Ce symbole de Jacob Boehme me parle bien de cette transformation subtile. L'esprit ici symbolisé par l'oeil libère le feu du coeur qui s'ancre dans le divin au-delà du connu et des voiles d'inconnaissance dont il s'entoure mais aussi qui lui permet de s'enraciner et donc de s'incarner plus intégralement.
Pour Sri Aurobindo et Mère, le quelqu'un qui réalise cela n'est pas personne, c'est l'âme, non pas la "petite personnalité frontale"avec qui on la confond souvent, mais l'être psychique authentique, "le fils du ciel par le corps de la terre" (Rig-Véda III.25.1)
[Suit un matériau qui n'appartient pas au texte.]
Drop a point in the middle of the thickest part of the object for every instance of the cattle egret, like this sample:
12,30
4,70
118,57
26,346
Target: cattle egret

Dans le langage chrétien de la tradition issue de Maître Eckhart, on parlerait de l'étincelle de l'âme qui est Dieu en nous, individualisation divine veillant à notre individualisation personnelle. Par elle, nous sommes unis à l'individualisation divine (Le Fils) autant qu'à sa transcendance (Le Père) et qu'à son immanence (Le saint Esprit). Ainsi là où l'individu égocentrique demeure séparé de la réalité divine, nous intégrons l'individualité comme l'oeuvre de l'évolution divine et non plus seulement d'une évolution de la nature.
Nous commençons dès lors à entrevoir que l'évolution divine et l'évolution de la nature sont liées l'une à l'autre et que la lumière des étincelles de nos âmes qui y communient occupent surement une position privilégiée dans ce processus de divinisation.